Graue Wolken hängen auf meinen Ärmeln, auf meiner Hose, ich klopfe sie in die Luft zurück. Diffuse Schmerzen vom Sturz in Hüfte und Beinen. Der Hustenreiz lässt nach. Heinz blinzelt und gähnt. Ich schließe meine Faust um das Taschentuch, in das ich ihr Haar eingewickelt habe. Frida soll in Ruhe weiterleben können.
Kriseninterventionszentrum? Ich kann dort jetzt nicht hingehen, fühle mich nicht reif für noch mehr Kontakt mit Fremden. So durcheinander, wie ich bin, kann ich nicht zuhören und nichts erklären. Mein Puls rast noch immer. Ich fahre morgen hin, wenn ich mich beruhigt habe. Oder übermorgen. Oder irgendwann. Ich rieche Stress unter meiner Jacke.
In der U-Bahn sind wir wieder normale Passagiere. Ich nicke ein und träume von Kälberaugen. Im Stiegenhaus fällt mir der Nachbar wieder ein. Wie er gegangen ist.
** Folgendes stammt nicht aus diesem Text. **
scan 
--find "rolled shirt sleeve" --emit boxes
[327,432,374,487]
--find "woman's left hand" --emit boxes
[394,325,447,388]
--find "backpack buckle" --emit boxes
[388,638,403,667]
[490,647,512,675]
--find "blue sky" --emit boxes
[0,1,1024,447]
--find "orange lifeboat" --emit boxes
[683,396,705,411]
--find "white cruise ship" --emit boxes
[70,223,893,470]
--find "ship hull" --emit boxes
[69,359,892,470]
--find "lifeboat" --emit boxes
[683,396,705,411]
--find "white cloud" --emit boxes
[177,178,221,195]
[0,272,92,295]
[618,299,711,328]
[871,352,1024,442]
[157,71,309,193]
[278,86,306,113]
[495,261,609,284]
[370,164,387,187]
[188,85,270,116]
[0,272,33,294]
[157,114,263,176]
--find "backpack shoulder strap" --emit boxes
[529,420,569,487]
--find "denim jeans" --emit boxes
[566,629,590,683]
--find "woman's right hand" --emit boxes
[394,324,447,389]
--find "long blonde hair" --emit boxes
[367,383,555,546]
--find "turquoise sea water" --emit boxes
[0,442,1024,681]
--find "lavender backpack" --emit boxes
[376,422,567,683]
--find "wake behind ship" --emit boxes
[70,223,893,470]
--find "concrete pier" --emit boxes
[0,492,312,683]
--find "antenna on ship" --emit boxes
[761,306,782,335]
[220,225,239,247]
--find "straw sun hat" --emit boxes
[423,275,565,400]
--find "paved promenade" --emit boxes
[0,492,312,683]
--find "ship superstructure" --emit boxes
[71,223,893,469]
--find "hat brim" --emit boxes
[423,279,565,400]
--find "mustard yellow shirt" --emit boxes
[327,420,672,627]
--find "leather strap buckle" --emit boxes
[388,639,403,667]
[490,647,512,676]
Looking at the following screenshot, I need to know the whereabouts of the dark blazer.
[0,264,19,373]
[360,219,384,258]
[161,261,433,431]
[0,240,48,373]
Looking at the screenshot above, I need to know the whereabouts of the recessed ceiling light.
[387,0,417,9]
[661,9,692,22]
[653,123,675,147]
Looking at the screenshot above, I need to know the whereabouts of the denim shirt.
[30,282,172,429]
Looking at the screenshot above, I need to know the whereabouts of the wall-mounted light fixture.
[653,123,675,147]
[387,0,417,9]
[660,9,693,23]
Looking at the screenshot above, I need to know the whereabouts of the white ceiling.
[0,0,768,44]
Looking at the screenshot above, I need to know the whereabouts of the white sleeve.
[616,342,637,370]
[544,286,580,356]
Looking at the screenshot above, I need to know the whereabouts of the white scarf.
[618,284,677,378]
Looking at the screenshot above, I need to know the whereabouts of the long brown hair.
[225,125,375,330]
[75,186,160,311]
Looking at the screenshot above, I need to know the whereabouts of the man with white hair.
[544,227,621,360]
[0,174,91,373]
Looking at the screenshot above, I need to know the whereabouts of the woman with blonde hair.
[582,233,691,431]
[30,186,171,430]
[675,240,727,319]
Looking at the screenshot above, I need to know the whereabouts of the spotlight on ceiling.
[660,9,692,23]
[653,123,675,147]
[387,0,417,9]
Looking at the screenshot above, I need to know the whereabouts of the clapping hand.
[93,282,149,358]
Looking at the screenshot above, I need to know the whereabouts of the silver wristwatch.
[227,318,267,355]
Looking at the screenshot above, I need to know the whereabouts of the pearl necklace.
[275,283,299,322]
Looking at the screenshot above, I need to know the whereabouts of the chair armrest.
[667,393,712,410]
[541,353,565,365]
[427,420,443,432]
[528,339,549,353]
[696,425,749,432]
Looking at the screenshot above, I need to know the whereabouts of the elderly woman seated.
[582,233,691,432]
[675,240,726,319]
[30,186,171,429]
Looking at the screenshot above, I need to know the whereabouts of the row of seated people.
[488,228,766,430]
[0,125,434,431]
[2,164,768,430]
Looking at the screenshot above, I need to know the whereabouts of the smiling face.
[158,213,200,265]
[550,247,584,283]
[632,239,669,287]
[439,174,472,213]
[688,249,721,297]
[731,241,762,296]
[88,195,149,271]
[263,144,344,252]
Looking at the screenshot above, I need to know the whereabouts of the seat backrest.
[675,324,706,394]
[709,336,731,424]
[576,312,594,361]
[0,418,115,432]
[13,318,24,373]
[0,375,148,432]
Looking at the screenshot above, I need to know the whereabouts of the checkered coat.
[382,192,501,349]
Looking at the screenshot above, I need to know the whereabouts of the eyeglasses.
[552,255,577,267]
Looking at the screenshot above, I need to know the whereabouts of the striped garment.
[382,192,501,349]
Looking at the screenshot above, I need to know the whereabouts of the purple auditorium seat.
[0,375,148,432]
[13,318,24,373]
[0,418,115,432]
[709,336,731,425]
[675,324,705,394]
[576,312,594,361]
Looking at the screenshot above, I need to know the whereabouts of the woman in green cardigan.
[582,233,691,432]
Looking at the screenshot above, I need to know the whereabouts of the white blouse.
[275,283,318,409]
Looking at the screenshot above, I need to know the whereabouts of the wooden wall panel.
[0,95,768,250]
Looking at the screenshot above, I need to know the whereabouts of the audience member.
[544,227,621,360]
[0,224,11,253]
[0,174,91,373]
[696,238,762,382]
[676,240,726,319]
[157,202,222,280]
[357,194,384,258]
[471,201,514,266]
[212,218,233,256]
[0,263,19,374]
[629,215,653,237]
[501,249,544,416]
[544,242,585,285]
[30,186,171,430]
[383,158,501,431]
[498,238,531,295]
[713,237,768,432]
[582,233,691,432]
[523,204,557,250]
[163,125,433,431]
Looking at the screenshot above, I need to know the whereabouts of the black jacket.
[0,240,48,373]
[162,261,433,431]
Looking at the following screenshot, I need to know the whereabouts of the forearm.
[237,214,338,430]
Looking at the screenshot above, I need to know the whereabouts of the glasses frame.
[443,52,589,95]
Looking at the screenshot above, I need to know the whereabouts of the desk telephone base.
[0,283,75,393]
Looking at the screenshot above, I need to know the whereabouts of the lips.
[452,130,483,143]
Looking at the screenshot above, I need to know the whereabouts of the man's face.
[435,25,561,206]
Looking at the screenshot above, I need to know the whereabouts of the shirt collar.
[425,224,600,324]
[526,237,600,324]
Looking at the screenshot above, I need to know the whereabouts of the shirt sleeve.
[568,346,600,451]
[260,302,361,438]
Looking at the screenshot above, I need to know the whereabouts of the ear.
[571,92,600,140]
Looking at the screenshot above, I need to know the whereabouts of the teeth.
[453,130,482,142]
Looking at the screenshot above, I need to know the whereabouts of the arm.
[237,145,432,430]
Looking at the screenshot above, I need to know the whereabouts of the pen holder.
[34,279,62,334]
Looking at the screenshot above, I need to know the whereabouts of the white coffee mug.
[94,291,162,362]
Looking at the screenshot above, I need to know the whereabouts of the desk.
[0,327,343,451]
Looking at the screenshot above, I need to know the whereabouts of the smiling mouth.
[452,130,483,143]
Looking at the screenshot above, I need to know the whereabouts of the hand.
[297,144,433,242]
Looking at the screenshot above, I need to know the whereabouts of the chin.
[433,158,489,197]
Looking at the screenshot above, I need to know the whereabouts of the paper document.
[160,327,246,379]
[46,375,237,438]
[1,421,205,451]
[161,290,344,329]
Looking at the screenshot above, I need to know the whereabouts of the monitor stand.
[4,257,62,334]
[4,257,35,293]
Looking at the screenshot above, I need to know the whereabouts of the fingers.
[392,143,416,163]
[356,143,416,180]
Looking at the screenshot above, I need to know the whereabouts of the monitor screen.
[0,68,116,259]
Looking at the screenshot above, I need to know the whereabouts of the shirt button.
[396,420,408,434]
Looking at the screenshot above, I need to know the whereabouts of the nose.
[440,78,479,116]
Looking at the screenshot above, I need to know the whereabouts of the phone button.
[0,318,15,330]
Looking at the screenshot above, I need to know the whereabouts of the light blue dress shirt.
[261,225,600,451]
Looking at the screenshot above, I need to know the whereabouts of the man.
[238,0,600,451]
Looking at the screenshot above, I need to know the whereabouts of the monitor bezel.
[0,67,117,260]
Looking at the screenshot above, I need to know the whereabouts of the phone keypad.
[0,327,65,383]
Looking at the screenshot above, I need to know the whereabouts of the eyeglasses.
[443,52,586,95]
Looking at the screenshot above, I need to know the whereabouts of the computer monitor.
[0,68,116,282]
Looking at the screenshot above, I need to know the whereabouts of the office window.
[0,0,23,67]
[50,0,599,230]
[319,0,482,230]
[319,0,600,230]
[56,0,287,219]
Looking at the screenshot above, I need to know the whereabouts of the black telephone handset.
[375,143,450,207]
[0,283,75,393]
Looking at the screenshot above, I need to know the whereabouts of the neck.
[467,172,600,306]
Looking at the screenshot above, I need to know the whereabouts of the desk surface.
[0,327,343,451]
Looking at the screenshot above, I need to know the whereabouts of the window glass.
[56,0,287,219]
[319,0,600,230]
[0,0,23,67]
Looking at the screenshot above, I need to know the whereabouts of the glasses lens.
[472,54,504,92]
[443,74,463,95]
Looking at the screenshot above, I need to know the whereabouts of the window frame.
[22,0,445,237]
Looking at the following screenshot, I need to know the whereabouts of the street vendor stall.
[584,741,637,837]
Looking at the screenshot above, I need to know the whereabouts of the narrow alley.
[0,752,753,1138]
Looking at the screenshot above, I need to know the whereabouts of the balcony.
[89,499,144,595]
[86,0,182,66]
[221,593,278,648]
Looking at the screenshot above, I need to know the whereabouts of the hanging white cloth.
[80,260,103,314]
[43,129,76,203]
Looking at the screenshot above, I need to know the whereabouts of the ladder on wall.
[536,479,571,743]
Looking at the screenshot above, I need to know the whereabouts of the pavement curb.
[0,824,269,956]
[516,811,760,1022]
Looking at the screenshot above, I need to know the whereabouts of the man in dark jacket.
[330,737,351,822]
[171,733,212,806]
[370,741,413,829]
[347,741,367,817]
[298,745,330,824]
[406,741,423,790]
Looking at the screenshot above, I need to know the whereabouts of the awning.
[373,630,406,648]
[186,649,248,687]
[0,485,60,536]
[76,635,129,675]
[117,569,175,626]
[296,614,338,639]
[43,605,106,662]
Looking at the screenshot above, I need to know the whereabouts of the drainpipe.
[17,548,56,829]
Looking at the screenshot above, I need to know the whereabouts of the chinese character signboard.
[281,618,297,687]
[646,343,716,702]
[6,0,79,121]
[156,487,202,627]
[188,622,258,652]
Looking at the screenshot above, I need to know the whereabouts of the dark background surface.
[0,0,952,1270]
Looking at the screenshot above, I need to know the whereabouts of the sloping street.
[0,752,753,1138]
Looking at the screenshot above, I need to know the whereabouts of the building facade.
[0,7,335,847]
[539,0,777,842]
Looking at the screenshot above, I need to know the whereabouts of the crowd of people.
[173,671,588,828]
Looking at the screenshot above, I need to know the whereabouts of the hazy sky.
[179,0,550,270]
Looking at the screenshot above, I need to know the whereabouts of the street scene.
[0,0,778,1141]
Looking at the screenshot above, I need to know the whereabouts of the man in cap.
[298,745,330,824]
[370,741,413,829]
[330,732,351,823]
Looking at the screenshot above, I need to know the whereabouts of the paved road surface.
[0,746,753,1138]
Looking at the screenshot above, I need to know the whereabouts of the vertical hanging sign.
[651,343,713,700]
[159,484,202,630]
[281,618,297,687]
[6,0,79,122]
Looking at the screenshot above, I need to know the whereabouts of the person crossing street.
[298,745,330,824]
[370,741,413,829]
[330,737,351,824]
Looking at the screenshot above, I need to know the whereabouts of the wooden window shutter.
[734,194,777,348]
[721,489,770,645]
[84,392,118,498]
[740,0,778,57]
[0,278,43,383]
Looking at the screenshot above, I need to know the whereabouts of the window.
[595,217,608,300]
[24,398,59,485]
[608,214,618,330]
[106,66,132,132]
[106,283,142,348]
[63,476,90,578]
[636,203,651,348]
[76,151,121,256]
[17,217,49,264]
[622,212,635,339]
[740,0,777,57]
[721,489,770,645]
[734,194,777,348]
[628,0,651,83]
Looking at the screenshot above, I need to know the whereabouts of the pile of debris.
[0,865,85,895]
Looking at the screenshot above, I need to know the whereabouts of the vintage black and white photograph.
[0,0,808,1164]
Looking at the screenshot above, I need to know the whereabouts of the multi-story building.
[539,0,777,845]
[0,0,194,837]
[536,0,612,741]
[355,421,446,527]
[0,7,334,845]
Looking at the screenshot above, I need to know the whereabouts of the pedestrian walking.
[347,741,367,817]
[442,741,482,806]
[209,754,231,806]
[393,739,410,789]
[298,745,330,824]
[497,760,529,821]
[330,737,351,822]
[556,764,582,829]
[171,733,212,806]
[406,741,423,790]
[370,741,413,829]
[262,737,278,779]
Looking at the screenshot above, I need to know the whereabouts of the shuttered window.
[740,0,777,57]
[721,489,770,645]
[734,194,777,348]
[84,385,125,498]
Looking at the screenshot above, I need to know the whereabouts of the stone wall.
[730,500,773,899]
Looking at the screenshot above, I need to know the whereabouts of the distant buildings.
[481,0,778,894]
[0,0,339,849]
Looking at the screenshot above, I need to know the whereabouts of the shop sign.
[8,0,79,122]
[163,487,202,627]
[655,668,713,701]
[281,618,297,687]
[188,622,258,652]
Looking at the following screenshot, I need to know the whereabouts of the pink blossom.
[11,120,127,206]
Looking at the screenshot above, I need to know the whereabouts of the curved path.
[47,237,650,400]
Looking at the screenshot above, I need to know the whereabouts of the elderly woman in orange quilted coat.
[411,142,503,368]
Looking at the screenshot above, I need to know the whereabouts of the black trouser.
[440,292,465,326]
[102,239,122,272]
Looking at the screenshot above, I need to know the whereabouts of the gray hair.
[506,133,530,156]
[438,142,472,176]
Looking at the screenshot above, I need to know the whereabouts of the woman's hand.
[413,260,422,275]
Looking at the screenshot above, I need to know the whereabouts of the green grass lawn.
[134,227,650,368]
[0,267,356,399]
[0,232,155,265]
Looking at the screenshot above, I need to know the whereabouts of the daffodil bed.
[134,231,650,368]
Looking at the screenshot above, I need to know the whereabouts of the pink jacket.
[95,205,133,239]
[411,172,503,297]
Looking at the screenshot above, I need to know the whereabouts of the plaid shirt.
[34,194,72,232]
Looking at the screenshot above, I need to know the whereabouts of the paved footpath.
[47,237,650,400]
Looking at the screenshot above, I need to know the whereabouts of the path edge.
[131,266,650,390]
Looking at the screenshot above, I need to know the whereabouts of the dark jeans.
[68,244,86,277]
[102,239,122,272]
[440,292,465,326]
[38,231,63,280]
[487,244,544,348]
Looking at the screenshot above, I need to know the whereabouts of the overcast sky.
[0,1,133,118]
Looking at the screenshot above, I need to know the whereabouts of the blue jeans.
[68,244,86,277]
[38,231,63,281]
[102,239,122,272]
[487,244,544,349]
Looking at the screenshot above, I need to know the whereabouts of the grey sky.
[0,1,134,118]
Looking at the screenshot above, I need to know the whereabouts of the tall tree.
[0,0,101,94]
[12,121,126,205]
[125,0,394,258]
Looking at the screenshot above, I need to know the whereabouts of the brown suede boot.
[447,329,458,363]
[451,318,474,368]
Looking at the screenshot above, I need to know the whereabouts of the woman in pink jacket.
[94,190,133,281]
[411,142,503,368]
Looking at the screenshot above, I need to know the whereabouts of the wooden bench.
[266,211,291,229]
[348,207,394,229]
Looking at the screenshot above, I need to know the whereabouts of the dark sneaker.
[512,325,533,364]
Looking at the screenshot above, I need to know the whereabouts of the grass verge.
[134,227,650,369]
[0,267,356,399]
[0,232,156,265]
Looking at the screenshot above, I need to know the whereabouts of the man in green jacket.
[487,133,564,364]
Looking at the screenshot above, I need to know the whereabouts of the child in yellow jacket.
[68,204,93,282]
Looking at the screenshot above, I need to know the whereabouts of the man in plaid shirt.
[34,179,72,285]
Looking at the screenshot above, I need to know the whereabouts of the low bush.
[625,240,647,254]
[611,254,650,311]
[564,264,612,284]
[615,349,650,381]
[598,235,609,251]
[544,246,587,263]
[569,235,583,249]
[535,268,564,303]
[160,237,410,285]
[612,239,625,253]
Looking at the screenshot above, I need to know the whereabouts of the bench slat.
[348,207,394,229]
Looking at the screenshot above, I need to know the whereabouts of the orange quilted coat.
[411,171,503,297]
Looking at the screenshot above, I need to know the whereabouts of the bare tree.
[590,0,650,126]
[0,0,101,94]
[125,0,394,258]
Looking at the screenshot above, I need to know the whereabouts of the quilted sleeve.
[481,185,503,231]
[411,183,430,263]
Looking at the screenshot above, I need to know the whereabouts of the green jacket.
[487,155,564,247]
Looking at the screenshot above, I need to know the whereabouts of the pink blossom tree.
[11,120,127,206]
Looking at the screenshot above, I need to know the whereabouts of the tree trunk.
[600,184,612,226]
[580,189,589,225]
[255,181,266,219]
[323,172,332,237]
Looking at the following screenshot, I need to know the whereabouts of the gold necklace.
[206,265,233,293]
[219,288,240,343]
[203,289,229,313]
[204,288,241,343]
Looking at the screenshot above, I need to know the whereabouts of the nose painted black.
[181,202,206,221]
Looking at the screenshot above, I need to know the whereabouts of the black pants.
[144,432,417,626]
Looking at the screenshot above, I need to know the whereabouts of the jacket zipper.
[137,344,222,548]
Wie er sich aufgeregt hat. Wie er Heinz getreten hat. Ich versuche mich zu erinnern, ob mein Hund ihm etwas getan hat. Vielleicht ist er ja als Kind gebissen worden? Oder hasst er alle Tiere? Solche wie den Nachbar gibt es überall. Ich kenne sie. Sie werfen vor, sie tragen nach. Sie machen ein schlechtes Gewissen. Sie verbieten anderen zu reden, zu denken, zu atmen. Sie wissen alles und alles besser, sie sind lauter und sie treten als Erste.
Daheim hänge ich meine Jacke auf. Sie stinkt nach allem möglichen, erinnert an die Demo, Übelkeit steigt in mir auf. Ich werde sie waschen müssen. In der Tasche das Haar von Frida Kahlo im Taschentuch. Ich wickle es aus, versuche an ihm zu riechen. Leider ohne Erfolg.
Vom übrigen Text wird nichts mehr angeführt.